When asked what style the Canadiens would do it in, Hughes said, “In a perfect world, we would be an offensive-minded hockey club.”
“I don’t think you can be successful in the National Hockey League today without being a defensively responsible team,” he added, “but we see teams in the National Hockey League — I think all of us can identify some where the focus is strictly defensive, and others are more creative.
“I envision a team that plays fast but plays fast with the puck. I think fast, as a word in itself, is probably a little bit overused as a term in hockey (but) I envision a team that plays fast with the puck, that’s a possession hockey team.”
Hughes said he’d invest more in analytics to build it, which is what you’d expect a modern GM to do.
When asked about other things that make a good GM, based on his varied experience dealing with bosses from around the league since the 1990s, Hughes said, “They always have a plan and the patience not to react short-term.”
“They have vision for the organization,” he continued. “They find ways to integrate all the different divisions within hockey operations and unite them. They have a good eye for talent and know how to manage people, too.”
Based on the way those closest to Hughes described him to me on Tuesday, it sounded like he was talking about his own experience operating his agency.
When Hughes actually did describe himself, he said people are right to assume his experience as an agent will serve him and the Canadiens well in negotiations — a natural strength for him. He added that knowing how players think but also how agents think will be advantageous.
“But I think it’s also the hockey side,” Hughes said. “Like I said, I’m passionate about the sport. I’ve spent a lot of time in my role as an agent scouting. I’ve worked on the player development side (he has coached at various levels), be it on skills or off-ice training or conditioning, and I’ve also studied players’ games to know their strengths and understand how to help them.”
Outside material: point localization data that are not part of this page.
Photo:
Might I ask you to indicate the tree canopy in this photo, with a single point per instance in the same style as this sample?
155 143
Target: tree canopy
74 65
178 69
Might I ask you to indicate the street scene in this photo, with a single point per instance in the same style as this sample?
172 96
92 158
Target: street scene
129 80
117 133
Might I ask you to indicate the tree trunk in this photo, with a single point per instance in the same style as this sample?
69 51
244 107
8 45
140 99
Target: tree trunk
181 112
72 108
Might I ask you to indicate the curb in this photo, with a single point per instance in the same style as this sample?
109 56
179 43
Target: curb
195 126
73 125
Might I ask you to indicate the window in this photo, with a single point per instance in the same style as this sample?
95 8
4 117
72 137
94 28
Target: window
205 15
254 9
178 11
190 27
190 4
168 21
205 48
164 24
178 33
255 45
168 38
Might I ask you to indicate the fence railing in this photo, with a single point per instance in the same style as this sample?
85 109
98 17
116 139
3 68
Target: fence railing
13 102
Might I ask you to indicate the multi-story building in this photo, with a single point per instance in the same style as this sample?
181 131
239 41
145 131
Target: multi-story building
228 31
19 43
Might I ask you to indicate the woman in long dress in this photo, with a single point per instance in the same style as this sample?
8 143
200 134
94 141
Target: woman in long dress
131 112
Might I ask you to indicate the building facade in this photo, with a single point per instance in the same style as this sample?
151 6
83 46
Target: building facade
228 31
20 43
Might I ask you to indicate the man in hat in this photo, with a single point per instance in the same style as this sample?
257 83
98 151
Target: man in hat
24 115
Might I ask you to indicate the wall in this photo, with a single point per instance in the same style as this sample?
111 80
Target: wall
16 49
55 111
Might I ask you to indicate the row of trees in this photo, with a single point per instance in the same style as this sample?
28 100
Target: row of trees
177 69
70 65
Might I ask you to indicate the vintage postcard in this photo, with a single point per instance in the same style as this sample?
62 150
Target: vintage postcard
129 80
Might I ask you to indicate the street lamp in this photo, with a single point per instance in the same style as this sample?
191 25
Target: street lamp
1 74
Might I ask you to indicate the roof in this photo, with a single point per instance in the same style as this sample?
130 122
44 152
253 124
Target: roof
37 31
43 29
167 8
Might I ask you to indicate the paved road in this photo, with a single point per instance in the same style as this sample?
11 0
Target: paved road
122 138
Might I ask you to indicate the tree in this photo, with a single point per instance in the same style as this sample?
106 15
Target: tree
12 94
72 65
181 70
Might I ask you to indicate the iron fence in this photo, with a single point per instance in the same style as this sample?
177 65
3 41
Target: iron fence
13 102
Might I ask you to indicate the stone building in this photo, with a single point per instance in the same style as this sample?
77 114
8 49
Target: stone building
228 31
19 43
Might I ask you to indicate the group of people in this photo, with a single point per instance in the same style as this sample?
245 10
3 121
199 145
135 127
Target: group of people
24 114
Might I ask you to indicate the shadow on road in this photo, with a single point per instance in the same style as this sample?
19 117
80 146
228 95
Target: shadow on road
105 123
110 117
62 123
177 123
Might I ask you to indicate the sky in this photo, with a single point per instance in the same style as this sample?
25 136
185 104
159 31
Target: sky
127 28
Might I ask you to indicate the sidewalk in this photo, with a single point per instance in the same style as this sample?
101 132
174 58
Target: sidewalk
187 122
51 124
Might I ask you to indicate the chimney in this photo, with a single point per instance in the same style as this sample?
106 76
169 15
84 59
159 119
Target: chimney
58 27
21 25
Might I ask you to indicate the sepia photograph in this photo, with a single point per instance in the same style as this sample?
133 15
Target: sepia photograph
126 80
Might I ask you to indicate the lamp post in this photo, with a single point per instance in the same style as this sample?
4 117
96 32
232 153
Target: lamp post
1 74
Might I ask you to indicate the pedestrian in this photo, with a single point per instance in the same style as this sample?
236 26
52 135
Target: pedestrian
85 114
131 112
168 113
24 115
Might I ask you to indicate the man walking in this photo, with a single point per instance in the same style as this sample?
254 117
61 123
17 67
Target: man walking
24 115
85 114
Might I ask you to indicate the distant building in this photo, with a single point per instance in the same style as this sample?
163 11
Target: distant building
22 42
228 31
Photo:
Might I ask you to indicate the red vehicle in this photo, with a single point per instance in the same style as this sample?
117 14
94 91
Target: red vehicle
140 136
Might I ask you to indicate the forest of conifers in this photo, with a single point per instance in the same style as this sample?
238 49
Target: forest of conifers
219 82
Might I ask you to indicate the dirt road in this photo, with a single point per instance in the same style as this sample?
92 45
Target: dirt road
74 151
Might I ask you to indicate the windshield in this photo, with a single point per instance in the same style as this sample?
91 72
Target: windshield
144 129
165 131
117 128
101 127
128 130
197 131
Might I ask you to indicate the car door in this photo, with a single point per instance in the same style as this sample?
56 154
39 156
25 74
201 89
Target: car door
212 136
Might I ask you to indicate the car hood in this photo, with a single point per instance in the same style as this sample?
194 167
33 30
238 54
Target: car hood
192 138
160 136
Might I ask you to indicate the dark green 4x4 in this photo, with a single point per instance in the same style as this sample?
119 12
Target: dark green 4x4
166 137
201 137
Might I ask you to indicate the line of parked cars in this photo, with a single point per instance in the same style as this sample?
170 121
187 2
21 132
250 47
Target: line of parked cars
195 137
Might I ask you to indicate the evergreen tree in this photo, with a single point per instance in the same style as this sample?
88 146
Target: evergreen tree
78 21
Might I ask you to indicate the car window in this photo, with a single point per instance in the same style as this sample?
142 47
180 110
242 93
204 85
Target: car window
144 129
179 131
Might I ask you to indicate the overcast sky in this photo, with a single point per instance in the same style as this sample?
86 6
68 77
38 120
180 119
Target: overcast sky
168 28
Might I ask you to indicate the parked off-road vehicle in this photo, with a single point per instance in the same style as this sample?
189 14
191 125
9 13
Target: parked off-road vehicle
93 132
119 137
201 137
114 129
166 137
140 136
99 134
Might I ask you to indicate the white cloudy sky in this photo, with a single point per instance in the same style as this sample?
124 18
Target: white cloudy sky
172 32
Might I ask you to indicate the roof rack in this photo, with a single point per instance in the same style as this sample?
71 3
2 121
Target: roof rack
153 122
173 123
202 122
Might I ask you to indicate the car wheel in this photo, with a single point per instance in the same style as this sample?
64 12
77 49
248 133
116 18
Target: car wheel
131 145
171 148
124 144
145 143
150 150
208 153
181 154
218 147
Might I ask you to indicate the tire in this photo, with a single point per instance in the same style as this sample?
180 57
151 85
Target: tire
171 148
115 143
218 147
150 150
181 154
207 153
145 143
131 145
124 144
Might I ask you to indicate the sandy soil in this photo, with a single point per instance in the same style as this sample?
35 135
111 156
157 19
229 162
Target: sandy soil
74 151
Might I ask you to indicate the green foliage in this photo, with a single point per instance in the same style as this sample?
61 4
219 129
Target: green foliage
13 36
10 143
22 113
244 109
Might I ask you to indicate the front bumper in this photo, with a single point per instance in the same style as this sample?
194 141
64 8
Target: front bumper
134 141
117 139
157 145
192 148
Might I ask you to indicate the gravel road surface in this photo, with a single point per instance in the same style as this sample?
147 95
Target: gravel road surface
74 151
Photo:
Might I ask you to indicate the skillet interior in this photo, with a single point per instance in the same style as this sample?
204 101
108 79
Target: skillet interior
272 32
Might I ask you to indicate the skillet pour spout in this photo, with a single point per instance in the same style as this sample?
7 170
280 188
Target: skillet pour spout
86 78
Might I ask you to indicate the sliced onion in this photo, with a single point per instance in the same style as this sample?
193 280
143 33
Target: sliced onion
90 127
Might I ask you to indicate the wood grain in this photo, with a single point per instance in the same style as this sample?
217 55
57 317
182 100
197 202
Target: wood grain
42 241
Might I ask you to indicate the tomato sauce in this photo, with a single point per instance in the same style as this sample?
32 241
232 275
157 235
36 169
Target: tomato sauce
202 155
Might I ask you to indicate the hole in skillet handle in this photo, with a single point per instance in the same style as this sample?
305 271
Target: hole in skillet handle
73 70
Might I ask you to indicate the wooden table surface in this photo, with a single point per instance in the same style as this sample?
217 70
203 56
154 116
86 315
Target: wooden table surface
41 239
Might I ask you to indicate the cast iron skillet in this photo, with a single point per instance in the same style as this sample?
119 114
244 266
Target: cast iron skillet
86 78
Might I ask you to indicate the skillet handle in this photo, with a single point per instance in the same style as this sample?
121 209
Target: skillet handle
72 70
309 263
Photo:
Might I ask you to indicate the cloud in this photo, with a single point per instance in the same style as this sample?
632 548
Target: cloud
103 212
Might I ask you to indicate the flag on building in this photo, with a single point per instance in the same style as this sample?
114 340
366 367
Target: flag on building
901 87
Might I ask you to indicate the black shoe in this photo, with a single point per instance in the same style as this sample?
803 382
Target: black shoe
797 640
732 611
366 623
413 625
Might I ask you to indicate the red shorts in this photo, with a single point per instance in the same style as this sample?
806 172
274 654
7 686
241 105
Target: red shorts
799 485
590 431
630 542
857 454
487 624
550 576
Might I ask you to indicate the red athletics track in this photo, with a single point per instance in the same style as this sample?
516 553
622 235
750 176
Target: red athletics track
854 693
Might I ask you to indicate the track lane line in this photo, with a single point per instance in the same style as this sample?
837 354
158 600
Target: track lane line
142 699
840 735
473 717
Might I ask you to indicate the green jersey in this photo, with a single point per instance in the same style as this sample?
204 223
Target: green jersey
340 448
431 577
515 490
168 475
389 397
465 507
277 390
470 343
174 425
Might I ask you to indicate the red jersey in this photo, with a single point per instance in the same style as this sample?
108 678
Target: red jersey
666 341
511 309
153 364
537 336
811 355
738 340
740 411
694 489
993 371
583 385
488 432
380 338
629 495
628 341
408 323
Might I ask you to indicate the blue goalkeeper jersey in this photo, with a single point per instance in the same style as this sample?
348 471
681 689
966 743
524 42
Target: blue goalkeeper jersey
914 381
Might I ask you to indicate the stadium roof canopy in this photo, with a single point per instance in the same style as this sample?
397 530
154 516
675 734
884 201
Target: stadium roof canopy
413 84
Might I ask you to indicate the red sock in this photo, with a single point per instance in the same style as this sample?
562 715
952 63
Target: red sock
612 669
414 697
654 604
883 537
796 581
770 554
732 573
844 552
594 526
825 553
What Hughes knows is how to work with people.
When I caught up with Hughes after for a one-on-one chat for Sportsnet, I asked him how him and Gorton would divide the tasks, and his answer aligned perfectly with the partnership Molson had initially proposed.
“Rather than dividing and conquering and Jeff doing one thing and I’m doing another thing, I actually think we’re probably going to be better off doing a lot together, consulting and discussing,” Hughes said. “I think two minds are better than one. When I got married, we didn’t decide that somebody was going to have the ultimate decision-making power; we went about becoming parents and trying to guide our kids. And I see the same thing here. Jeff and I are going to work together.
“We’re going to disagree, and we’re going to work through disagreements just like husband and wife or business partners.”
Together they’ll fill out the rest of the hockey operations staff, meet with the players and get to know them better and understand their intentions before crafting a plan to execute the changes they know are necessary. They’ll prepare for the upcoming trade deadline and the draft, to be held in Montreal this summer, to follow.
Many of us didn’t see it working that way when Molson first expressed this vision. But he said we’d understand in due time, and that time has come.